Out-of-the-Box

A friend sent a link to a story from a book called Making Paper Airplanes. There’s a short video of a 6th grade class who studied aerodynamics and was then challenged to make paper airplanes and see which went the farthest. The winner was a kid who employed out-of-the-box thinking. I won’t spoil it for you–it’s a 6-minute video you can see here. It reminded me of two things I saw on TV growing up. Both represented out-of-the-box thinking, one planned by the shows’ producers and one unplanned.

The first was a show-ending challenge on Beat the Clock. A couple, wielding one stick each had to stack up three milk cartons (rectangular solids). One carton was standing up to start. Week after week, no one could stand the other two upright, pick them up and put them on top of each other in the time allotted. Finally, a couple started by knocking over the standing carton. Then they simply lined up the three cartons on the table, then stood them all upright at once. It was the “school solution,” but it was the only thing that worked. For the contestants, it required out-of-the-box thinking.

The other was on another game show, and a lady could receive up to 500 silver dollars in increments of 100 if she could lift the bucket they were in and put it on a higher shelf. The bucket was designed with a vertical handle, and the starting position was higher than a normal table. I’m sure the producers, choosing a woman, figured the most that she could lift was 200 silver dollars. The lady was a single mother and needed the money. She let all 500 silver dollars go into the bucket. When she tried to lift the bucket in the prescribed way she couldn’t. But she needed the money! So she finally realized that by putting her elbow into the bucket before grasping the vertical handle, she could lift the bucket out. The emcee mumbled, “Well done. That’s not what we had in mind!”

So winning by creative, out-of-the-box thinking is the theme.

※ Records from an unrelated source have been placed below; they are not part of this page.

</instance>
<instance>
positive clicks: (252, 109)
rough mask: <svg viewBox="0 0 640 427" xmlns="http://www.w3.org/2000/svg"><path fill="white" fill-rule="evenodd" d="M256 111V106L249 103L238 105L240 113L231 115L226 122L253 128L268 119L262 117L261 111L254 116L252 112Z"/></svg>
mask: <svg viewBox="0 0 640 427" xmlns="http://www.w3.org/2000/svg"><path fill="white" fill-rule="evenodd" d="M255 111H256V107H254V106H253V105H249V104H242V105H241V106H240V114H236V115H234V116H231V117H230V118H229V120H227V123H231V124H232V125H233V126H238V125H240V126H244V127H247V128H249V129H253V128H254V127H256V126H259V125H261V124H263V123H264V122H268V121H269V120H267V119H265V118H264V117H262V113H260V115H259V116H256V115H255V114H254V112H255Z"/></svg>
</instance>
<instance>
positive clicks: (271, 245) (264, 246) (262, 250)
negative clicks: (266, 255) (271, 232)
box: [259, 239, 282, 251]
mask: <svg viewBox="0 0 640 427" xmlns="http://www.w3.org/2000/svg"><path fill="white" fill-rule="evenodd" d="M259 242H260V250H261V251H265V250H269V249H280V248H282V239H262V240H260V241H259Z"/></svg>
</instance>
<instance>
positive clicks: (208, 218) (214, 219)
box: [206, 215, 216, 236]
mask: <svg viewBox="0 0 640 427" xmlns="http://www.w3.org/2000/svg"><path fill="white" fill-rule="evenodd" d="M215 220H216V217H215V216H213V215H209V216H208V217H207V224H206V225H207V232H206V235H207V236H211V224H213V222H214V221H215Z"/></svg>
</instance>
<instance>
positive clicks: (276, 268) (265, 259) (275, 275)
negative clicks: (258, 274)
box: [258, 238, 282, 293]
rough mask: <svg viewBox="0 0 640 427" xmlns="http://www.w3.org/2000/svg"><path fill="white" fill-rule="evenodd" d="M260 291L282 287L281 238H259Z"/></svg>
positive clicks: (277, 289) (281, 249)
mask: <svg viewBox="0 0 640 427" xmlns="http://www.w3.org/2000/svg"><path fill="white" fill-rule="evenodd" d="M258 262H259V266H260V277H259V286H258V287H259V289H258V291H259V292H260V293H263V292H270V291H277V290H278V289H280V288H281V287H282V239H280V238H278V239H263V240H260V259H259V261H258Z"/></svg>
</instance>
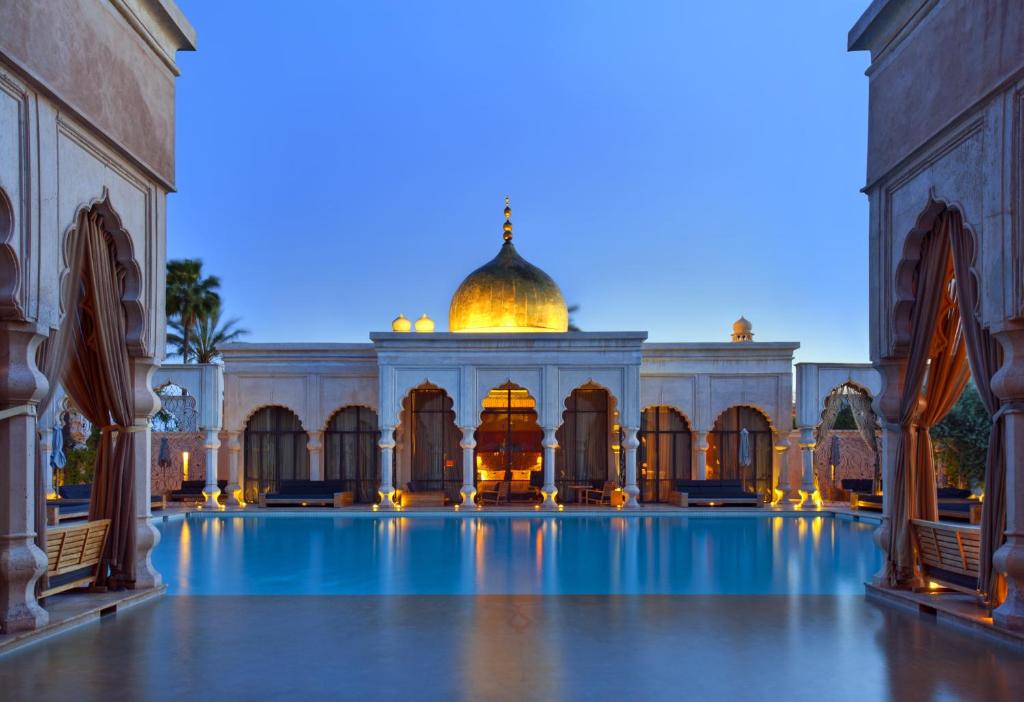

Where do we need to apply this? Where does the church need to apply this? It seems counter-intuitive to get bigger by thinking smaller, but that’s what needs to happen. For most pastors, it’s way out-of-the-box. Instead they work on streamlining their services, making them the best they can be. Now I’m not against well-done Sunday services. I know some churches who do Sunday very well. But a good Sunday service, even the best Sunday service, won’t get the job done. Jesus had some pretty spectacular services. He fed over 5,000 people at one of them! But we’re here, following Jesus today, because he invested in 12 men only and told them to reproduce what they had experienced. A non-spectacular, and by today’s practices, an out-of-the-box ministry.